Shared Use Paths
The Mobility Authority incorporates bicycle and pedestrian accommodations into our projects
Yes, the Mobility Authority builds roads. But more importantly, we’re committed to keeping Central Texas moving and to building a future that protects quality of life for our community. This commitment is why we also design, construct, and implement multi-modal, pedestrian and cyclist friendly facilities like Shared Use Paths (SUP), sidewalks, and cross-street connections as part of every project whenever feasible. We know that Central Texans thrive on the outdoors; our sustainable, multi-modal mobility transportation options are intended to enhance the experience for all who use our facilities. More than 70 lanes miles are in place or planned. See below to download a Fact Sheet about our commitment to bicycle and pedestrian accommodations across the region.
SHARED USE PATHS UNDER CONSTRUCTION
183 South is the largest local roadway project in Central Texas ever led by a local entity. And we’re not just laying pavement. More than $25 million will be spent on building new bicycle and pedestrian enhancements, our largest investment to date for these types of multimodal facilities. The project will preserve the Montopolis Steel Truss Bridge, originally built in 1938, by transforming the historic landmark into a bicycle and pedestrian bridge that connects to a brand new trailhead at the Colorado River.
183 South Shared Use Path
- The project includes 10 miles of shared use path, including pedestrian bridge crossings.
- It also adds seven miles of 6-foot-wide sidewalks and 16 miles of 5-foot-wide bike lanes
- Major trailheads at the YMCA and Boggy Creek will connect with the existing Southern Walnut Creek Hike and Bike Trail
- Pedestrian bridge crossings over US 183 will be located near Manor Road/Springdale Road, 51st Street, and Bolm Road.
- Planned improvements provide connections to the 290 Toll and 71 Toll SUP facilities, as well as the Lance Armstrong Bikeway and the Walnutr Creek Trail.

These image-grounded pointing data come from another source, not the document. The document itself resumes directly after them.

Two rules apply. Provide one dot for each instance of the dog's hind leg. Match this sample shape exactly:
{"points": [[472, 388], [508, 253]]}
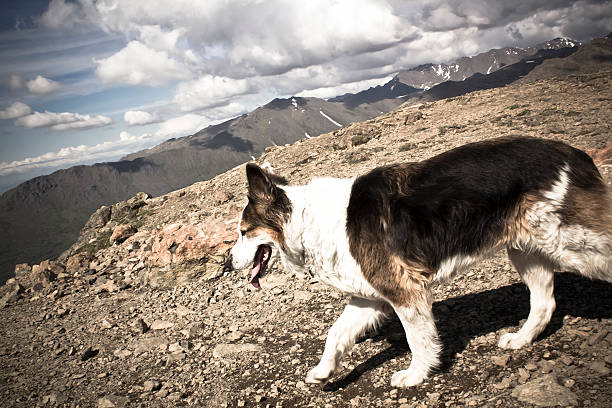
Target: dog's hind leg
{"points": [[359, 315], [421, 334], [536, 270]]}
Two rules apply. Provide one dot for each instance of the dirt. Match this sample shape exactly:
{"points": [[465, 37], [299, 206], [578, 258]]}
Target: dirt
{"points": [[122, 332]]}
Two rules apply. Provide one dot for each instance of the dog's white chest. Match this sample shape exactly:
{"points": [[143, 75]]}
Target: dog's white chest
{"points": [[322, 235]]}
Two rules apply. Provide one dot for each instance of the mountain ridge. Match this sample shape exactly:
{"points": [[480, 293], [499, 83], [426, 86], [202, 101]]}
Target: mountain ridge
{"points": [[52, 218]]}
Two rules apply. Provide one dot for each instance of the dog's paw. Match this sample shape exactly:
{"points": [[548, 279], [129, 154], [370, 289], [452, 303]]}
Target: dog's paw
{"points": [[407, 378], [512, 341], [318, 375]]}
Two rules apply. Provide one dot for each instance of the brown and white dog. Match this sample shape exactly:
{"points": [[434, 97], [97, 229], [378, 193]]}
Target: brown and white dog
{"points": [[385, 237]]}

71 Toll Lane Shared Use Path
- The project includes a five-mile shared use path that is separated from the roadway and two miles of new sidewalk
- Improvements will connect to bicycle and pedestrian facilities under development as part of the 183 South Project and the Travis County Onion Creek Greenway Trail
MoPac Express Lane Shared Use Path
- The project includes a three-mile,10-foot-wide shared use path, separated from the roadway
- Two miles of the shared use path run on the west side of the roadway from the Walnut Creek Trail to the north end of Loop 360
- One mile crosses through the US 183 interchange and links Shoal Creek Boulevard to Neils Thompson Drive
- The project also includes four miles of new sidewalk, curb ramps and pedestrian signal heads along the frontage roads between Parmer Lane and Anderson Lane
- The project improves east/west connections at 13 MoPac cross streets, including ADA improvements, sidewalk extensions and added bike lanes
SH 45SW Shared Use Path
- The project includes a 4.5 mile, 10-foot-wide shared use path that extends from Escarpment Boulevard to FM 1626
- The shared use path will be separated from the roadway, located between the toll lanes and the edge of the right-of-way
- The path will connect to the Hill Country Conservancy’s future Violet Crown Trail
SHARED USE PATHS OPEN TO TRAFFIC
183A Toll Brushy Creek Trailhead & 183A Toll Shared Use Path
- A seven-mile shared use path borders the 183A facility from South Brushy Creek to Hero Way
- The 10-foot-wide facility is separated from the roadway, allowing cyclists and pedestrians to travel the corridor safely
- The facility includes a trailhead, as well as a pedestrian bridge that crosses Brushy Creek to connect with Williamson County’s Brushy Creek Regional Trail
290 Toll Shared Use Path
- A five-mile shared use path borders the south side of the 290 Toll General Purpose Lane from the US 183 interchange to east of SH 130
- The facility includes a dedicated shared use path bridge at the Walnut Creek Tributary
- The 10-foot-wide shared use path is separated from the roadway, allowing cyclists and pedestrians to travel the corridor safely
- An additional five miles of new sidewalks were constructed as part of the project
- The project also accommodated connections to the future Walnut Creek and 183 South shared use paths.